Three years later I was living somewhere that never gets cold, in a brand new apartment with a pool and gym on the top floor. Getting my place cleaned once a week. Food ordered in whenever I want. Eating out at least once a day. As much opportunity for social life as I wanted. An independent income with no boss. Fitter and stronger than I’d been in years. Total freedom for how I organise my day.

It was an almost miraculous transformation of my lifestyle from just a few years earlier. I had set my goals and done most of the steps mentioned above and arrived. The funny thing is, I wasn’t much happier.

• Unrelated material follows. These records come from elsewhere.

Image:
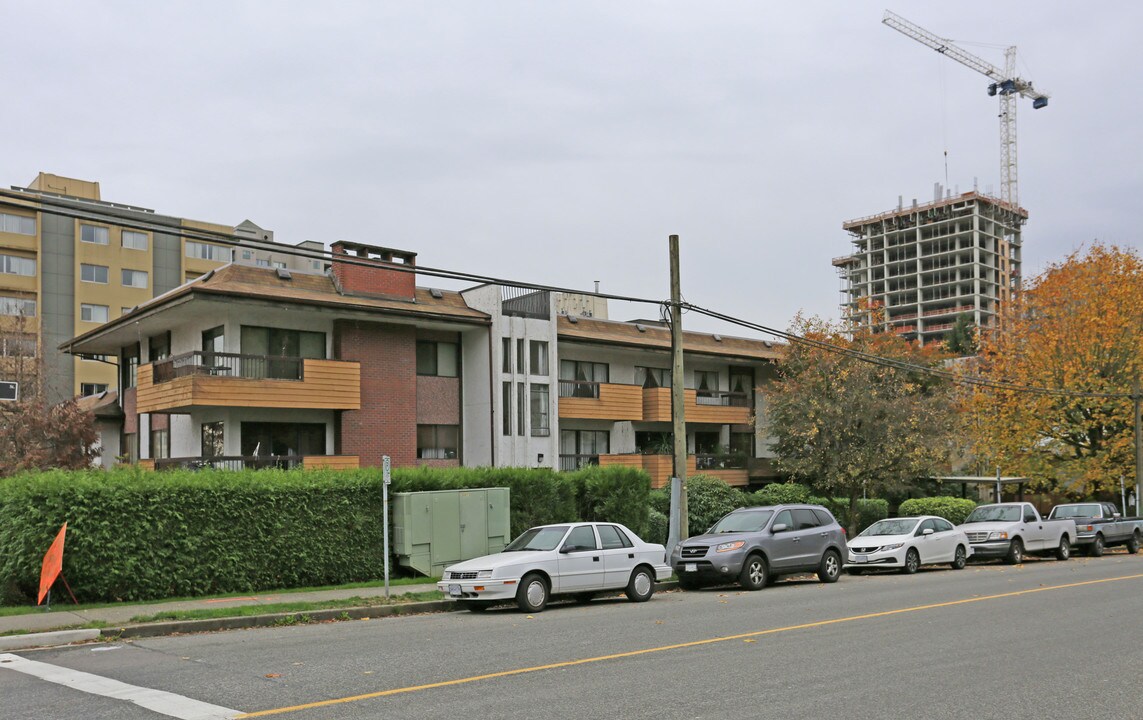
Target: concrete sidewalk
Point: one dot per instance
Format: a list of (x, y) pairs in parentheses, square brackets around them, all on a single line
[(40, 629)]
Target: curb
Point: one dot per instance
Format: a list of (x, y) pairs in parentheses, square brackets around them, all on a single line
[(47, 639)]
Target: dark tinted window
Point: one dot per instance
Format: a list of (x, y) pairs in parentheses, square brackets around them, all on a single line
[(785, 519), (612, 537), (823, 517), (583, 537), (805, 519)]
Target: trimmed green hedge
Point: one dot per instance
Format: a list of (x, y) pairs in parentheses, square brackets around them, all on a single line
[(143, 535), (952, 509)]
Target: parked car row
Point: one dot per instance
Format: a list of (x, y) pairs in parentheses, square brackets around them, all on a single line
[(756, 546)]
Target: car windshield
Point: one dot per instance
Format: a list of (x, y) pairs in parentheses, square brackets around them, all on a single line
[(1076, 511), (751, 521), (538, 538), (897, 526), (994, 513)]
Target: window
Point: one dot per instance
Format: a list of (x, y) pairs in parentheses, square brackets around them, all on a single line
[(213, 340), (93, 313), (158, 348), (135, 279), (134, 240), (438, 441), (18, 306), (129, 367), (17, 224), (17, 346), (213, 445), (160, 444), (204, 250), (437, 359), (14, 265), (583, 537), (705, 381), (506, 409), (93, 233), (582, 380), (538, 410), (537, 361), (613, 537), (93, 273), (653, 377), (282, 439), (282, 348)]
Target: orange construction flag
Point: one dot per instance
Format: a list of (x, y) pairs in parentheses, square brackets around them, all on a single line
[(53, 564)]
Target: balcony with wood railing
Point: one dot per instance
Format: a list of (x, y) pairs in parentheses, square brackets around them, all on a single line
[(196, 380), (586, 400), (702, 406)]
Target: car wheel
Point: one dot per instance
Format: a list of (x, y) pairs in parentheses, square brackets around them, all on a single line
[(959, 558), (753, 573), (830, 569), (532, 596), (689, 583), (1064, 550), (476, 606), (912, 561), (1133, 544), (1015, 552), (641, 585)]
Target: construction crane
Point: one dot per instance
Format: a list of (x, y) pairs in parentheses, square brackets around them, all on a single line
[(1005, 84)]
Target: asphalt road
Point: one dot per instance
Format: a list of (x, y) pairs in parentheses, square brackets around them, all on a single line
[(1041, 640)]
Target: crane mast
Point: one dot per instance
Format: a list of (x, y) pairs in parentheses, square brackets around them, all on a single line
[(1005, 84)]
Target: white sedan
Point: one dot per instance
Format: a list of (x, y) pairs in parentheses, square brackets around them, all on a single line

When you have such a rapid transformation in the circumstances of your life but feel only slightly better for it, you can go one of two ways. The first and most common thought process is, well things have changed but not enough. Perhaps if I had more financial freedom, and an even nicer car. A better place to live and a more attractive girlfriend/boyfriend. And on and on.

Or you can take the second door which says, perhaps I (the ego part of me) don’t know what is good for me. Perhaps all of this is to teach me some humility. And perhaps instead of being so focused on deciding what I want, I need to discover what life actually wants for me. Why am I here? What wants to come into this world through me?

When you ask those sorts of questions, you get very different answers.

Answers mind you that might take some time to reveal themselves. In the interim there will be some uncertainty, and part of that process of discovery is being OK with that uncertainty. Those answers will come when they do, not when you want them to.

So that is my approach this year. To let things unfold. To discover instead of decide.

To put aside the ego for a moment. To see that endless thinking has been destructive as often as it has been useful. To be humble and accept the limitations of planned action.

At the same time, to have some degree of faith that something much more powerful than my thinking mind is ready to help out, if I allow it the time and space to do so.

The world is littered with people who ‘made it’ and still spent their lives miserably. I was on that track until recently.

If I have a new years resolution it’s to discover more and decide less.

One thing I have discovered is this, when you are in a good place in life (not a physical place, I mean internally) then things unfold for you, in a way that is much better than if you had planned it. The best doors to walk through are the ones that open for you. Not the ones you had to kick down or prise open with a crowbar.